Growing up I played classical piano for 6-7 years, but the thing was, it was more for the normalization/”paying my dues” to my parents than me. At this particular time in my life my youngest sister took up piano as well, and excel…well excelling is an understatement; if my siblings and I are quintessentially The Royal Tenenbaums (Great movie if you haven’t seen it, and if you seen it, see it again!) with me as the writer, H* is the artist, A* is the athlete, K* is the musician.
Anyway, where was I? Ah yes, pulling teeth without anesthesia…er…playing classical piano. I probably would have liked it to some degree if I had been allowed to play what I wanted to play; yes Vivaldi, Brahms, Beethoven are my homelads but there’s so much more to play on the piano than the classics and that was never afforded to me.

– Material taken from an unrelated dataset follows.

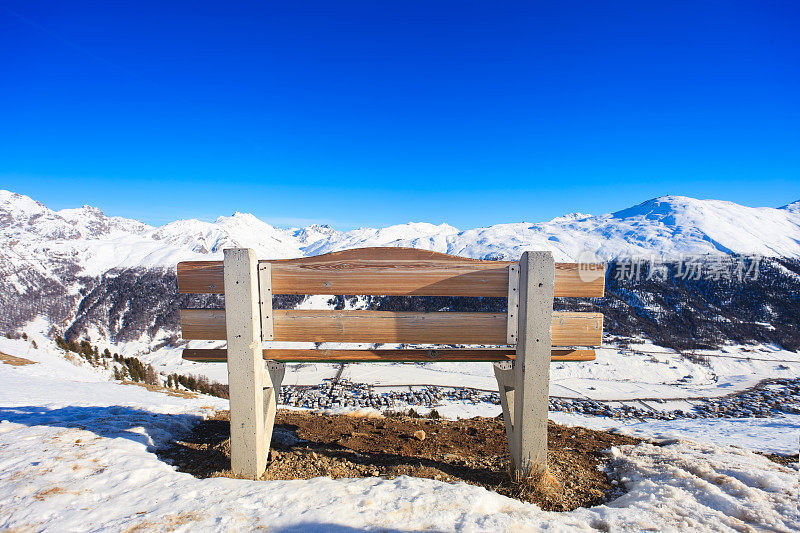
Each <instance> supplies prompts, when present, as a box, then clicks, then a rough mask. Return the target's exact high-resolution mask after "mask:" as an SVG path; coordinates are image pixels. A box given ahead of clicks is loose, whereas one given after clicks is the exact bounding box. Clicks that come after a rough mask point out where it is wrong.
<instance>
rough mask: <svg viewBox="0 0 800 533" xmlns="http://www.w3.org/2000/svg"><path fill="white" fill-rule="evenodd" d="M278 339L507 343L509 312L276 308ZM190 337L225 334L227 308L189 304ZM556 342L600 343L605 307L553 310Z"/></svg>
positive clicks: (426, 342) (593, 345) (188, 321)
mask: <svg viewBox="0 0 800 533" xmlns="http://www.w3.org/2000/svg"><path fill="white" fill-rule="evenodd" d="M273 320H274V329H273V331H274V340H276V341H299V342H369V343H373V342H397V343H401V342H419V343H432V344H498V345H504V344H506V315H505V313H413V312H395V311H333V310H321V311H315V310H298V309H293V310H275V311H274V313H273ZM181 329H182V332H183V338H184V339H187V340H225V339H226V335H225V311H224V310H214V309H184V310H182V311H181ZM551 333H552V344H553V346H599V345H600V342H601V338H602V334H603V315H602V314H600V313H564V312H556V313H553V323H552V327H551Z"/></svg>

So I quit, and I haven’t looked back.
Yet when I was taking one of my first college courses, an elective called “Music of the World” taught by an awesome guy who liked his music loud and ripped Christopher Colombus a new one pertaining to colonialism and genocide…well, in that class, apart from it being my first (and not last) A in a college course, I learned about Indian music, I learned in particularly about the sitar.

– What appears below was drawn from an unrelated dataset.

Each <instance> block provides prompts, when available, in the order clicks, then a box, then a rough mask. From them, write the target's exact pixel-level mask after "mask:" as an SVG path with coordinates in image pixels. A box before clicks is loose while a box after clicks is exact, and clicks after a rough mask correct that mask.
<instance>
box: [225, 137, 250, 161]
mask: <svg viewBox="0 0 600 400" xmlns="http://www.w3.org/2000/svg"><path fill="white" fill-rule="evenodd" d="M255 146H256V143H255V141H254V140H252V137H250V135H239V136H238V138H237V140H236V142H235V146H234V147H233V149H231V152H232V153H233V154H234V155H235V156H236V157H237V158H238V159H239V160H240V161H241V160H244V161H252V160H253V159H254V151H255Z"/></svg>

Now what I like about the Sitar is that George Harrison played it. Not so much my favorite member of The Beatles, but the guy who I appreciate most for his solo career post-Beatles. I liked listening to the music of India in Mr. Becker’s classroom, it stirred my wanderlust, it stirred my desire for more of the world and less of me, a truly musical transcendental moment if there ever was one.
I also liked how there were regular notes, and then notes between the notes! Who’d have thunk it but Indian musicians?!? It kind of reminds me of hidden rooms and easter eggs in a video game, not that I play much of them, but just discovering something that’s there that might be glossed over or just hidden in plain sight…that’s pretty cool.
I haven’t started yet, as the instrument is pretty expensive, but I do know where to get one and I do know someone who teaches the sitar so it’s all a matter of time.
All in due time playing one heck of an instrument, the Sitar.